Pat Steir is painter who lives and works in New York. She has had recent exhibitions at the Whitney Museum, The Neuberger Museum, The Contemporary Arts Center in Cincinnati and Cheim & Read in New York. Steir’s work is in the collections of the Metropolitan Museum of Art, the Museum of Modern Art and the Whitney Museum of American Art among many others. She is represented by Cheim & Read . She received a Guggenheim Fellowship in 1982, as well as grants from the National Endowment for the Arts in 1973 and 1976.

In 1991, she was awarded an Honorary Doctorate of Fine Art from Pratt Institute, Brooklyn, New York, and, in 2001, the Boston University School for the Arts Distinguished Alumni Award. Though with her early work Steir was loosely allied with Conceptual Art and Minimalism, she is best-recognized for dripped, splashed and poured “waterfall” paintings which she first started in the late 1980s. Steir’s continuous search for the essence of painting guided her to John Cage, who she met in 1980, and Agnes Martin, who she visited in New Mexico every year for 30 years, until Martin’s death in 2004. These two artists provided Steir with enviable mentorship. From Cage, Steir learned the importance of “non-doing,” the role of chance, and the separation of ego. Martin showed her the “magic” of work in which the artist “invest[ed] their spirit into an object.” Both lessons found direction in Steir’s poured paint paintings: paint, once applied, flows downwards, its serendipitous path routed by its own unpredictable journey.

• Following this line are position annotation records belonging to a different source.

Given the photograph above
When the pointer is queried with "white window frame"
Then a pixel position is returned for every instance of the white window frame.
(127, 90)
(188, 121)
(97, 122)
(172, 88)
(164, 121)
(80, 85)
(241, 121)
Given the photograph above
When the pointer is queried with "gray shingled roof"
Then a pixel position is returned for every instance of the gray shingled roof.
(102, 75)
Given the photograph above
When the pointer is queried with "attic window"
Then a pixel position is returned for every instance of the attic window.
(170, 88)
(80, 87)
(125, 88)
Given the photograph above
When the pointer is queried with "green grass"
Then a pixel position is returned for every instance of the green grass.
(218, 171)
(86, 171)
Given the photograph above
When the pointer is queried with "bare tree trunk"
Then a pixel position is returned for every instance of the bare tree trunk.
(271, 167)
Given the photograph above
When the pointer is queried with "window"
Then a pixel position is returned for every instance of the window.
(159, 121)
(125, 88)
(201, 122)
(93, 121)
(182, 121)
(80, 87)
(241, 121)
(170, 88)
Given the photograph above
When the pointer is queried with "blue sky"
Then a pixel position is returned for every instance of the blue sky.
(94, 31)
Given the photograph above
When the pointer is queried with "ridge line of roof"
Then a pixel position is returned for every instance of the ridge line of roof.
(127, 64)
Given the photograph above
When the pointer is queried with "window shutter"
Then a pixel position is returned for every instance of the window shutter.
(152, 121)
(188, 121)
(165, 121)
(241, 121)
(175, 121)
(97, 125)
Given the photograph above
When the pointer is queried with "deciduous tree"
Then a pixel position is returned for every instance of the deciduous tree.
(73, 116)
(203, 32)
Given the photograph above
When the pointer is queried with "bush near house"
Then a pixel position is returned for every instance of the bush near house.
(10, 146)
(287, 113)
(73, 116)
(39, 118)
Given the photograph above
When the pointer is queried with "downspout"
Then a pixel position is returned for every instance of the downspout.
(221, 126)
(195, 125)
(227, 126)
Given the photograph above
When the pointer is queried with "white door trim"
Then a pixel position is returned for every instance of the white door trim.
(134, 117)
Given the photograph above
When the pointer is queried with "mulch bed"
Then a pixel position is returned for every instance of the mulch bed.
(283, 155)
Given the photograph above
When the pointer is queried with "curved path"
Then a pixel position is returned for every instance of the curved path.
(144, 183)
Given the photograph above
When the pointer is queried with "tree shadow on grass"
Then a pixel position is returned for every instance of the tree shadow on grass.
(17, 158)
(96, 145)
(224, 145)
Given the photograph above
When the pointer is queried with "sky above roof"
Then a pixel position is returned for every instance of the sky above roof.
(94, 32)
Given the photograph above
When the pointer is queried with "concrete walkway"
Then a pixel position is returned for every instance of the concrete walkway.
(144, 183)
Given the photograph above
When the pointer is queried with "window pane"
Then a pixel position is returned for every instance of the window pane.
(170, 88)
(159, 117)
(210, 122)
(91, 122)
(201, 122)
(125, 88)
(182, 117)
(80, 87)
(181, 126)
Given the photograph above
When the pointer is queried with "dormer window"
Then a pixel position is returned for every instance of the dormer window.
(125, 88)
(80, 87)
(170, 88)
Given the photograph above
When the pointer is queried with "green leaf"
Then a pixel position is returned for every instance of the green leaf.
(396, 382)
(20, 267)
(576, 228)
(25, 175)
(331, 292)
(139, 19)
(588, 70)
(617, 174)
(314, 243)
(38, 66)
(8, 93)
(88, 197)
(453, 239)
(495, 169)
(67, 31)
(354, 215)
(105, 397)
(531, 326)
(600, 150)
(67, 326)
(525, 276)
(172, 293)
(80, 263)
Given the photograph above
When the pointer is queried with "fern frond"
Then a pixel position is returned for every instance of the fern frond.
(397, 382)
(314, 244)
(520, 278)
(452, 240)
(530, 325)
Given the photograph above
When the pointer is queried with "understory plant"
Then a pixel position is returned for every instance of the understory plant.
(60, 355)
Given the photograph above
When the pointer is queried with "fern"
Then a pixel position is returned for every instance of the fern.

Steir, intentionally removing herself from the action allowing gravity, time and the environment to determine the work’s result. She positions nature and its elemental forces as active participants. In this vein, Steir is also profoundly influenced by Chinese painting traditions and techniques, especially the inky marks of the 8th and 9th century Yi-pin “ink-splashing” painters, and Taoist philosophy’s aspiration for harmonious, unfettered connections between man, nature and the cosmos.